Ce qu’il faut d’abord retenir, à mon avis, est qu’il a été le premier à formuler dans les sciences humaines un invariant, et c’est ce qui va amener le succès du structuralisme dans les sciences humaines, permettre le regroupement de nombreuses disciplines et fonder beaucoup d’espoir en elles. En effet, les lois universelles étaient jusque-là plutôt du ressort des sciences dites dures, celles qui étudient la nature et non les sociétés humaines. Pour la première fois, il trouve un invariant universel, celui de la prohibition de l’inceste, qui, dit-il, s’applique à toutes les époques et à toutes les civilisations. Or, l’analyse qu’il fait est fondamentalement ancrée dans les sciences sociales, en s’inscrivant dans la filiation de Durkheim et de Marcel Mauss avec sa théorie du don et du contre-don. Ainsi, il montre que, si cette interdiction de l’inceste est pratiquée par toutes les sociétés humaines, ce n’est pas pour des raisons morales, mais parce qu’une société serait vouée à la mort si elle s’engageait dans une endogamie et se repliait sur elle-même. Il va en outre développer une analyse des systèmes de parenté, à partir d’un modèle importé de la linguistique, qui devient la science pilote du structuralisme, et selon lequel les systèmes de parenté sont structurés comme un langage.

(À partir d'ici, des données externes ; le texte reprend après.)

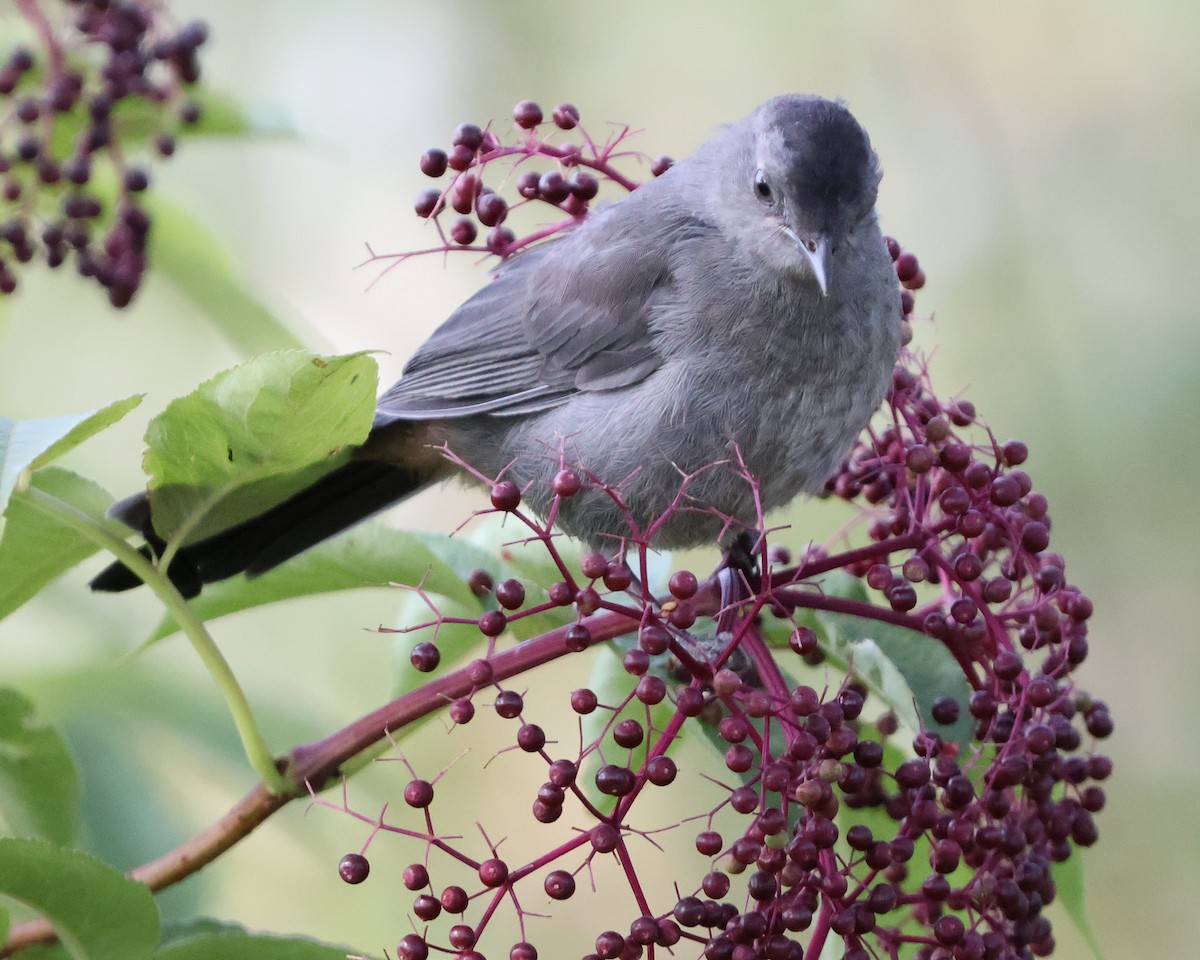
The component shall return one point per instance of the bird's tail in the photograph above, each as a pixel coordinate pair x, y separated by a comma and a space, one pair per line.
337, 501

Forcé de se réfugier en tant que juif à New York en 1941, il y rencontre le maître de la linguistique structurale, Roman Jakobson. Celui-ci lui fait connaître son travail, qui s’appuie sur la phonologie et sur le Cours de linguistique générale de Saussure. La grande originalité de Lévi-Strauss est alors d’avoir sorti cet apport de la seule linguistique pour l’importer dans l’une des disciplines phares des sciences humaines à l’époque, l’anthropologie. Le fait d’avoir réussi à trouver un invariant, une loi universelle, va alors faire rêver les sciences sociales, notamment en France, puisque ces jeunes disciplines comptaient peu face aux humanités classiques (lettres, philosophie, etc.). Elles vont pouvoir se regrouper autour de ce paradigme structuraliste. On verra ainsi se développer de nombreuses recherches orchestrées par les mousquetaires du structuralisme : outre Lévi-Strauss, Barthes, Foucault, Lacan, Althusser. Et ces nouvelles sciences sociales finiront par l’emporter à l’université à la faveur de l’explosion de Mai 68.
Qu el est, selon vous, l’apport le plus marquant et définitif de son œuvre ?
Je crois d’abord qu’il faut dire que nous sommes aujourd’hui dans une période très différente et que les espoirs incarnés par le structuralisme se sont beaucoup estompés depuis cette époque. Dans les sciences humaines, on s’interroge davantage sur les logiques d’acteur, sur l’agir humain, avec des logiques plus individuées, qu’on ne le faisait au moment du structuralisme, qui valorisait surtout le « signe », alors qu’on travaille aujourd’hui surtout sur le « sens ». Mais son apport reste majeur car le sens ne peut se penser non plus sans le signe. Son apport principal est, je crois, le fait qu’on ne peut plus penser en termes de sociétés « primitives » ou « sauvages » et d’une évolution des civilisations menant à un modèle unique. Lévi-Strauss est donc le penseur de la pluralisation des cheminements des sociétés. De même, sa mise en cause de la hiérarchisation des races est un acquis irréversible.
Également, je crois qu’il a bouleversé notre regard sur le temps – en montrant que le temps n’est pas un –, lorsqu’il différencie des sociétés à temporalité chaude, c’est-à-dire qui fonctionnent en termes thermodynamiques, les nôtres, et d’autres à temporalité froide, qui fonctionnent en termes de mécanicité, de reproduction du même, d’évacuation du changement. Il est donc un des inspirateurs des réflexions très actuelles sur ce qu’en histoire on appelle aujourd’hui des régimes d’historicité différents.
Enfin, reste actuelle sa réflexion selon laquelle les sociétés humaines ne sont pas transparentes à elles-mêmes, qu’elles comportent toutes des zones d’opacité, et qu’il est du rôle des sciences humaines d’en rendre compte. Je crois que ce sont là quelques-uns des acquis qui font qu’on ne peut plus penser après Lévi-Strauss comme on pensait avant lui.